A condicionar as bolsas europeias, já depois de ter acontecido o mesmo na bolsa chinesa, está o agudizar da tensão entre a Índia e o Paquistão, duas potências nucleares vizinhas que há muito disputam o território de Caxemira.

 

Esta manhã o Paquistão avançou ter abatido dois aviões indianos que terão sobrevoado o espaço aéreo paquistanês, uma resposta ao bombardeamento efetuado pela força aérea indiana a uma alegada base jihadista situada no Paquistão. Os investidores temem uma escalada entre dois Estados que detêm poder nuclear.

 

Juros portugueses sobem após quatro dias em queda

Depois de quatro sessões consecutivas em queda, a taxa de juro associada à dívida pública portuguesa segue em alta ligeira ao subir 0,1 pontos base para 1,433% no prazo a 10 anos. Ainda assim, a "yield" segue próxima do novo mínimo de sempre ontem registado.

 

A dívida lusa segue assim a tendência de subidas dos juros verificada na generalidade das economias da Zona Euro. A "yield" correspondente aos títulos soberanos de Espanha com maturidade a 10 anos sobe 0,7 pontos base para 1,145% e a taxa de juro associada às "bunds" alemãs a 10 anos avança ténues 0,1 pontos base para 0,119%. Já a "yield" das obrigações italianas a 10 anos sobe 1,4 pontos base para 3,288% depois de já ter chegado a cair para mínimos de quase um mês (de 1 de fevereiro).

 

Libra valoriza pelo quarto dia com eventual adiamento do Brexit

A libra está a valorizar face ao dólar pelo quarto dia consecutivo, com a subida a permitir à moeda britânica estar próxima do máximo de 20 de setembro ontem atingido contra a divisa norte-americana.

 

Isto acontece depois de ontem a primeira-ministra Theresa May ter anunciado que o parlamento poderá escolher entre uma saída da União Europeia sem acordo e um adiamento do Brexit.

 

Por sua vez, o euro aprecia ténues 0,1% para 1,1391 dólares, a terceira sessão consecutiva em que a moeda única europeia ganha terreno em relação à divisa dos Estados Unidos.

 

Petróleo cai com quebra da oferta

O petróleo valoriza pelo segundo dia nos mercados internacionais. O Brent do Mar do Norte, negociado em Londres e utilizado como referência para as importações nacionais, avança 0,41% para 65,48 dólares por barril, enquanto em Nova Iorque o West Texas Intermediate (WTI) soma 0,74% para 55,91 dólares.

 

A impulsionar o preço da matéria-prima está a redução dos níveis de oferta global, depois de um relatório industrial ter mostrado que as reservas petrolíferas dos EUA caíram de forma inesperada na semana passada (as reservas recuaram em 4,2 milhões de barris devido a uma paragem de três horas na produção da CME Group).

 

Também a contribuir para esta subida está o facto de a Rússia ter confirmado que a respetiva produção petrolífera diminuiu em linha com os cortes à produção acordados ao nível da OPEP + (grupo que integra os países exportadores de petróleo e seus aliados).

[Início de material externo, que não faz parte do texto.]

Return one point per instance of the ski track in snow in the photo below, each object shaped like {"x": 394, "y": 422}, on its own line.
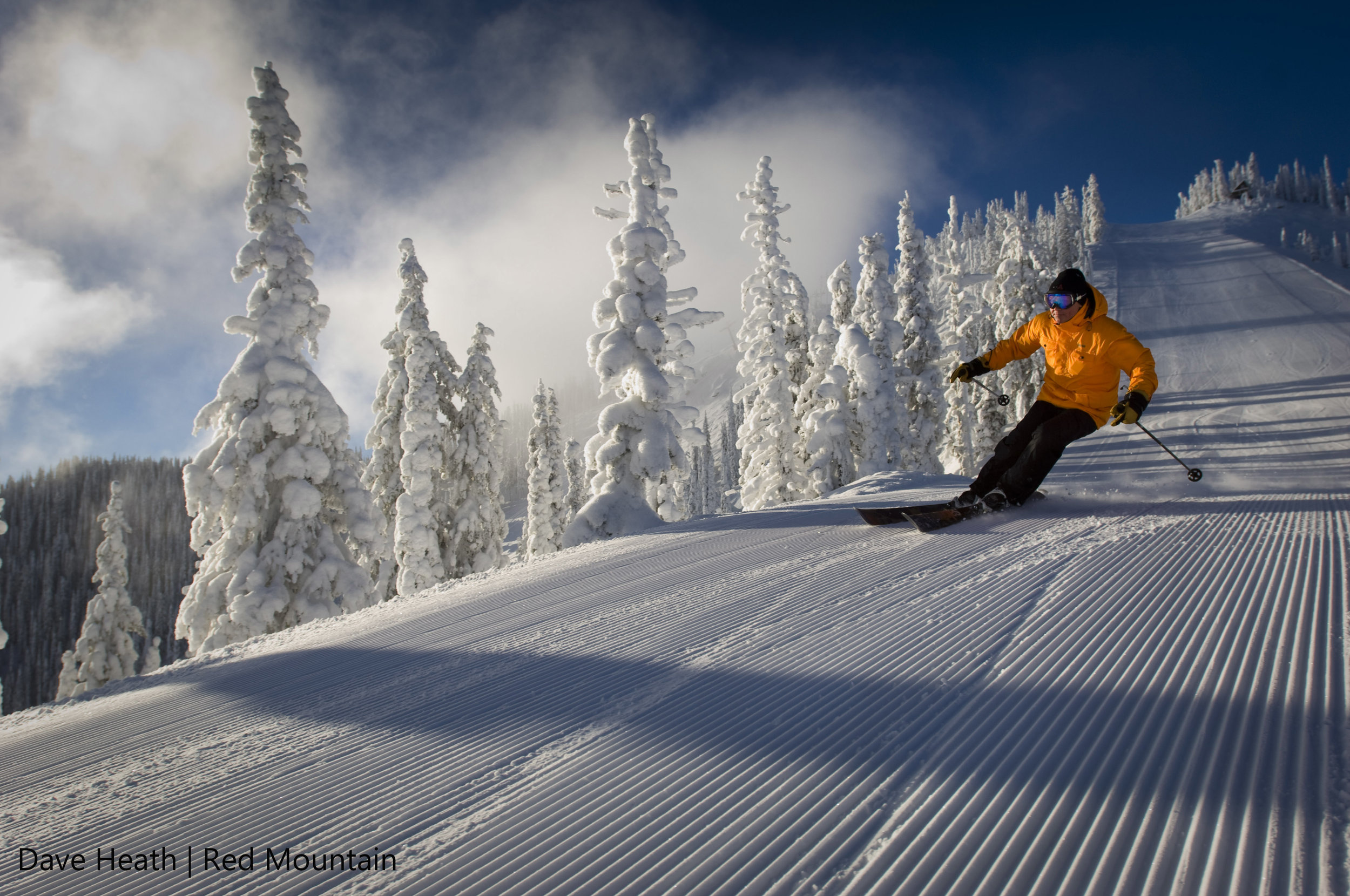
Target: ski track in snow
{"x": 1137, "y": 686}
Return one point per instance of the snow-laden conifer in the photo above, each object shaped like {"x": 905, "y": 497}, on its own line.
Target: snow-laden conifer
{"x": 1067, "y": 234}
{"x": 1018, "y": 285}
{"x": 730, "y": 463}
{"x": 639, "y": 355}
{"x": 798, "y": 328}
{"x": 1094, "y": 212}
{"x": 546, "y": 479}
{"x": 578, "y": 484}
{"x": 841, "y": 295}
{"x": 104, "y": 651}
{"x": 917, "y": 359}
{"x": 771, "y": 471}
{"x": 959, "y": 311}
{"x": 824, "y": 416}
{"x": 280, "y": 517}
{"x": 150, "y": 656}
{"x": 4, "y": 636}
{"x": 875, "y": 311}
{"x": 871, "y": 401}
{"x": 411, "y": 440}
{"x": 480, "y": 525}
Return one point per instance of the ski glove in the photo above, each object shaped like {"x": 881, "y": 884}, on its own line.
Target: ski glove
{"x": 1129, "y": 409}
{"x": 968, "y": 371}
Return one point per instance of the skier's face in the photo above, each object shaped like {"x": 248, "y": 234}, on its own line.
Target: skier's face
{"x": 1065, "y": 315}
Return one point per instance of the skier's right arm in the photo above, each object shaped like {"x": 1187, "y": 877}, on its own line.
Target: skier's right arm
{"x": 1024, "y": 343}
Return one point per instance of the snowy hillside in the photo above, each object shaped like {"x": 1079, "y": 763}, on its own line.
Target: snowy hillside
{"x": 1136, "y": 686}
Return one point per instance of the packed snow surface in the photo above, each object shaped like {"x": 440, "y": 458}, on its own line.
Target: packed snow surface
{"x": 1135, "y": 686}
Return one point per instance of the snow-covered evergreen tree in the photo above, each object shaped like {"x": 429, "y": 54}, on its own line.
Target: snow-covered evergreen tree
{"x": 285, "y": 531}
{"x": 797, "y": 335}
{"x": 578, "y": 484}
{"x": 771, "y": 471}
{"x": 875, "y": 312}
{"x": 843, "y": 296}
{"x": 150, "y": 656}
{"x": 640, "y": 357}
{"x": 1094, "y": 212}
{"x": 959, "y": 311}
{"x": 546, "y": 498}
{"x": 730, "y": 465}
{"x": 104, "y": 651}
{"x": 917, "y": 361}
{"x": 4, "y": 636}
{"x": 1018, "y": 285}
{"x": 411, "y": 440}
{"x": 1067, "y": 234}
{"x": 480, "y": 527}
{"x": 822, "y": 412}
{"x": 871, "y": 401}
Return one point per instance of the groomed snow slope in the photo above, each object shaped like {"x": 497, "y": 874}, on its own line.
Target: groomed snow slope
{"x": 1137, "y": 686}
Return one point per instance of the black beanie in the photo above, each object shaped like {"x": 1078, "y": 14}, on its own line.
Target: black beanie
{"x": 1071, "y": 282}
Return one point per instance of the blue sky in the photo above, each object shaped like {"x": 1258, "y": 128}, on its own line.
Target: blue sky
{"x": 484, "y": 131}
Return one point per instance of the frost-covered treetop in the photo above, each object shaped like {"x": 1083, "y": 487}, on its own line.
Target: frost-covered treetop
{"x": 633, "y": 309}
{"x": 644, "y": 191}
{"x": 843, "y": 295}
{"x": 274, "y": 206}
{"x": 763, "y": 230}
{"x": 284, "y": 527}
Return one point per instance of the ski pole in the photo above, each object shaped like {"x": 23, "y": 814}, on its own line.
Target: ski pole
{"x": 1003, "y": 400}
{"x": 1191, "y": 473}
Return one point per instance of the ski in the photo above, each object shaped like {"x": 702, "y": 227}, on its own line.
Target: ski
{"x": 944, "y": 517}
{"x": 941, "y": 519}
{"x": 886, "y": 516}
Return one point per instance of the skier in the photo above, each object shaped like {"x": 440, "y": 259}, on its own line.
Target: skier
{"x": 1084, "y": 355}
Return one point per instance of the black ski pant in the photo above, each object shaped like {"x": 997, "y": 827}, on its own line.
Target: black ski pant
{"x": 1024, "y": 458}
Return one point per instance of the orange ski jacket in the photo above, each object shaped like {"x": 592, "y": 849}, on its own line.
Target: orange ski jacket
{"x": 1083, "y": 359}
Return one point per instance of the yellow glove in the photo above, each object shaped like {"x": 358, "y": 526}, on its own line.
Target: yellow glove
{"x": 970, "y": 370}
{"x": 1128, "y": 409}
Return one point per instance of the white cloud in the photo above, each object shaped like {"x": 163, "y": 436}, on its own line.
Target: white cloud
{"x": 511, "y": 238}
{"x": 125, "y": 134}
{"x": 49, "y": 325}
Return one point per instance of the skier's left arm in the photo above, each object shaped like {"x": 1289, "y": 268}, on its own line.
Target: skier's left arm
{"x": 1129, "y": 355}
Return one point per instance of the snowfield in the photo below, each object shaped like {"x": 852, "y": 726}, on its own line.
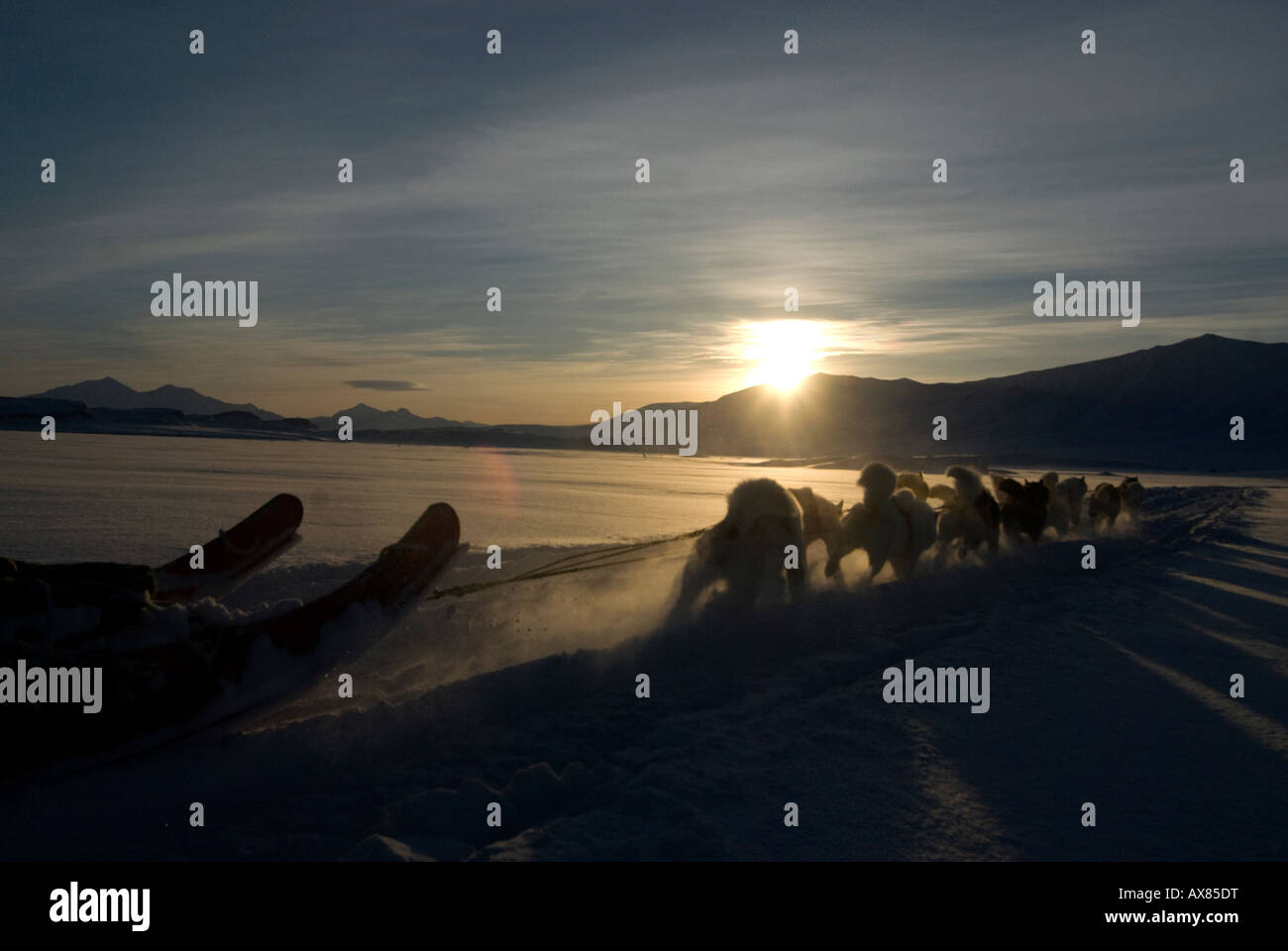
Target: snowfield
{"x": 1108, "y": 687}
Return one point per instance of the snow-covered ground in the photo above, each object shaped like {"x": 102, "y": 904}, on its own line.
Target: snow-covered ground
{"x": 1108, "y": 686}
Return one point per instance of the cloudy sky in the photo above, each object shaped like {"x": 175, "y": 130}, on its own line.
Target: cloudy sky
{"x": 518, "y": 170}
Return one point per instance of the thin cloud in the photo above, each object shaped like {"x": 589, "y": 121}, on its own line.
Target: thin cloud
{"x": 390, "y": 385}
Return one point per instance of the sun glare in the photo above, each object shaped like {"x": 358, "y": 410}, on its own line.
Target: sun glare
{"x": 782, "y": 354}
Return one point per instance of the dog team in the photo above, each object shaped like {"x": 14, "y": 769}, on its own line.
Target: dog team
{"x": 894, "y": 523}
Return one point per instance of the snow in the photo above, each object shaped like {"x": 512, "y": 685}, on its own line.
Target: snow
{"x": 1108, "y": 686}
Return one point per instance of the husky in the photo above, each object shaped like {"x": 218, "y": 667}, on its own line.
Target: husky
{"x": 1072, "y": 489}
{"x": 1024, "y": 506}
{"x": 973, "y": 514}
{"x": 1132, "y": 493}
{"x": 914, "y": 482}
{"x": 890, "y": 526}
{"x": 1059, "y": 515}
{"x": 746, "y": 549}
{"x": 1104, "y": 504}
{"x": 820, "y": 518}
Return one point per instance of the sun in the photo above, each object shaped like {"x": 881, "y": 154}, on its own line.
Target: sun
{"x": 782, "y": 354}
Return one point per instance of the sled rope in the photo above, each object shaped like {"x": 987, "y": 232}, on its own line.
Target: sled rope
{"x": 567, "y": 565}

Ouro recua depois de Powell manter discurso moderado

O metal precioso deprecia 0,20% para 1.326,31 dólares por onça após esta terça-feira o presidente da Reserva Federal dos EUA, Jerome Powell, ter reafirmado que a Fed vai manter-se paciente no que concerne a novos aumentos dos juros na maior economia mundial.  

 

Nota também para o paládio que recua de níveis recorde, enquanto a platina se encaminha para fechar fevereiro com a maior valorização mensal em mais de um ano.